And (4) showing. Which represents the increased amount of shared bicycle travel that each agent obtains after performing an action. In the PA reward function, the reward in a unit that the agent has moved is considered to be the reward earned by the agent. The setting of the PA bonus function may result in the agent focusing on certain unit schedules.
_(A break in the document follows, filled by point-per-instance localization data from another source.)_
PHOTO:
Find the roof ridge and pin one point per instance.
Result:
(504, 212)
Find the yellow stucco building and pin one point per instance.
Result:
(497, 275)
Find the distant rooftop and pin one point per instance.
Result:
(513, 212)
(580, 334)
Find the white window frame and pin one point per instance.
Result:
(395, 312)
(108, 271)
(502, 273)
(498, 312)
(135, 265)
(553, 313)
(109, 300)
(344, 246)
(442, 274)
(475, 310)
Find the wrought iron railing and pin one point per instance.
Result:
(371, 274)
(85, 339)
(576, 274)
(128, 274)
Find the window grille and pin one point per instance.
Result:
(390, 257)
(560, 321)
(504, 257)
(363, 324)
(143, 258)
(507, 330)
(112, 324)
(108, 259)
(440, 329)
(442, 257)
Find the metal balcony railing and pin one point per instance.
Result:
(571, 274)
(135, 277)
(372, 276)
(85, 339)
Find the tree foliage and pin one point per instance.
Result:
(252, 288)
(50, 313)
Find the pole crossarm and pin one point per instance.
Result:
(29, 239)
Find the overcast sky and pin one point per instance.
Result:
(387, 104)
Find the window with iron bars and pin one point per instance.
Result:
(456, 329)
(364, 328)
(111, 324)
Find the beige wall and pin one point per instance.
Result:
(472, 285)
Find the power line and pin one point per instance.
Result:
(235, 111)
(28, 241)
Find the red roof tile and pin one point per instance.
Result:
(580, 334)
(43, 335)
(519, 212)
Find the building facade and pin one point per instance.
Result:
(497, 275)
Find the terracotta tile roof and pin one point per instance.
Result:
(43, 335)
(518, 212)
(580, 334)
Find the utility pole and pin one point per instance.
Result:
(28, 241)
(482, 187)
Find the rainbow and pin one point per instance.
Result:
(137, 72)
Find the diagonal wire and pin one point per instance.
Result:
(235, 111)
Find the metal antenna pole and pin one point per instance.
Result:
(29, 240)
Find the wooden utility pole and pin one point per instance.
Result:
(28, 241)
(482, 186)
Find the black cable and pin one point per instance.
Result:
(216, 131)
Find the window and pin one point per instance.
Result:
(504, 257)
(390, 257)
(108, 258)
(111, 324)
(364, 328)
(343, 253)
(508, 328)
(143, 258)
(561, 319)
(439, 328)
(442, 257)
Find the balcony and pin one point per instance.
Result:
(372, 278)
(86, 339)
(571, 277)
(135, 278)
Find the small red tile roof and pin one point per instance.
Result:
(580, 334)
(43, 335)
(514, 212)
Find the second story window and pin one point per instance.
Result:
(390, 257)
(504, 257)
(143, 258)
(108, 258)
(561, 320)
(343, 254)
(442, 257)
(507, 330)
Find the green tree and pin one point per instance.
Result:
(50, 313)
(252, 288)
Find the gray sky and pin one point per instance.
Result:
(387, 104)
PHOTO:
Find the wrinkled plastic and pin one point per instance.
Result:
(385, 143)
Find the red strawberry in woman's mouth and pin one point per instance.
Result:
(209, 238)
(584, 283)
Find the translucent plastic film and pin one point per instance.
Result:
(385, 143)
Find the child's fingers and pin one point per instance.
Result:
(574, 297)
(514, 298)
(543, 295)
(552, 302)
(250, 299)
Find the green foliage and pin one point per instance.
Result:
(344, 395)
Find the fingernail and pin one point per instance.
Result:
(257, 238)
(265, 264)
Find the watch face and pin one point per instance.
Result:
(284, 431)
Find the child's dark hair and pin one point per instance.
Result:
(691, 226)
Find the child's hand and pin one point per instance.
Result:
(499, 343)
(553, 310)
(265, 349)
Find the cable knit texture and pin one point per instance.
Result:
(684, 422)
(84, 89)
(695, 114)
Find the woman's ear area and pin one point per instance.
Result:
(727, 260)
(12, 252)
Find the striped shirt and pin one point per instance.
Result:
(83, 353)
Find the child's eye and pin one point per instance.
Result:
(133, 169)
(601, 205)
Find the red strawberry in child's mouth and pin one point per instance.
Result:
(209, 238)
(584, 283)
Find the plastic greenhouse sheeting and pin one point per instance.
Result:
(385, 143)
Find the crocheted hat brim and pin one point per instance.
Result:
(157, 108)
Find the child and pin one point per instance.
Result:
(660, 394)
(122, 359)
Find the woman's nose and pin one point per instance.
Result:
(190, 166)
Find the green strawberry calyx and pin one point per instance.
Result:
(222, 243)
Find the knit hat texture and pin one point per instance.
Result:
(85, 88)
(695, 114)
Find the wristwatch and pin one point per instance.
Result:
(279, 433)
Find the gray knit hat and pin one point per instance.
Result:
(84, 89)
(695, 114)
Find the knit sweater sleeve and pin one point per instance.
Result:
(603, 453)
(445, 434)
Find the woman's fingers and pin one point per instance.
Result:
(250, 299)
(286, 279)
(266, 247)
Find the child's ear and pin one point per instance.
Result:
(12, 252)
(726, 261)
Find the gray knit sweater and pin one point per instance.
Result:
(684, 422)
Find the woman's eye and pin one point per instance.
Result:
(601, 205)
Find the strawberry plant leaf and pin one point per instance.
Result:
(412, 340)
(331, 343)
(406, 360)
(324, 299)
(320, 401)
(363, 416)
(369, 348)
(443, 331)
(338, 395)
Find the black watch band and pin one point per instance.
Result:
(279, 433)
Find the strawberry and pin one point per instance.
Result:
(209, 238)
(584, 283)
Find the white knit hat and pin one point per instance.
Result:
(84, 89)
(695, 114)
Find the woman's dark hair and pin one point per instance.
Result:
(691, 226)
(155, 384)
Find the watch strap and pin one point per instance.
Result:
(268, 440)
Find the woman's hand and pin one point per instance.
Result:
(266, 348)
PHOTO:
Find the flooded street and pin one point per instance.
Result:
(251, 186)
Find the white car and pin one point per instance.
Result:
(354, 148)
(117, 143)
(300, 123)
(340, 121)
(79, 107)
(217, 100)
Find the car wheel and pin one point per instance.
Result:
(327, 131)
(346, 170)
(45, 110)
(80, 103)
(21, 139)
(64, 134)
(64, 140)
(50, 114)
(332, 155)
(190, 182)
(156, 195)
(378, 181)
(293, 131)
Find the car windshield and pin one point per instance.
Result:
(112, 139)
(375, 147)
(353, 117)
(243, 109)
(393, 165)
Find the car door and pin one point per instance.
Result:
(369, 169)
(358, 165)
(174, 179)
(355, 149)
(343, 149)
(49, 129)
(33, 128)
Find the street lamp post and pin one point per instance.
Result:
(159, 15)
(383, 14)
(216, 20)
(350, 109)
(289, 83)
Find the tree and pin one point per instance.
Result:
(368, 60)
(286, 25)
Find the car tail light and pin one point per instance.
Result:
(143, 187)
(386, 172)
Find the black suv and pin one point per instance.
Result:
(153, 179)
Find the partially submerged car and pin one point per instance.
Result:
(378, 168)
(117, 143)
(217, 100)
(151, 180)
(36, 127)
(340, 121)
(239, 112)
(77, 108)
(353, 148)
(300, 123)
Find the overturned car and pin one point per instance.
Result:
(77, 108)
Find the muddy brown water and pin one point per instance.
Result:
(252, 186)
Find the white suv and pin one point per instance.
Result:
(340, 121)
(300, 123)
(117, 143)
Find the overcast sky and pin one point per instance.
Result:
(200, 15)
(2) Average incremental bid reward function obtained by agent: the present invention defines an Average Increased Trip amount (APA) reward function Obtained by an Agent and denominates the APA reward function, comprising

And (4) showing. The APA reward function refers to the average increased number of shared bicycle trips that an agent obtains after performing an action.

Defined as the unit η through which the vehicle is dispatched^i,0 and η ^i,1 executing scheduling policy

The resulting increase in mean stroke yield.

(3) Global increased throughput obtained by agent: the invention defines an Obtained globally Increased Trip amount (accessed dependent created by Agent of Total Units, APTU) reward function of an intelligent Agent, and the function is named as APTU reward function, which is formed by

And (4) showing. The APTU reward function refers to the total area-wise increased shared bicycle traffic that all agents obtain after performing a joint action.

State transition probabilities refer to the state of each agent being updated as the time steps progress backwards, based on the combined actions and environmental interactions performed by the agents.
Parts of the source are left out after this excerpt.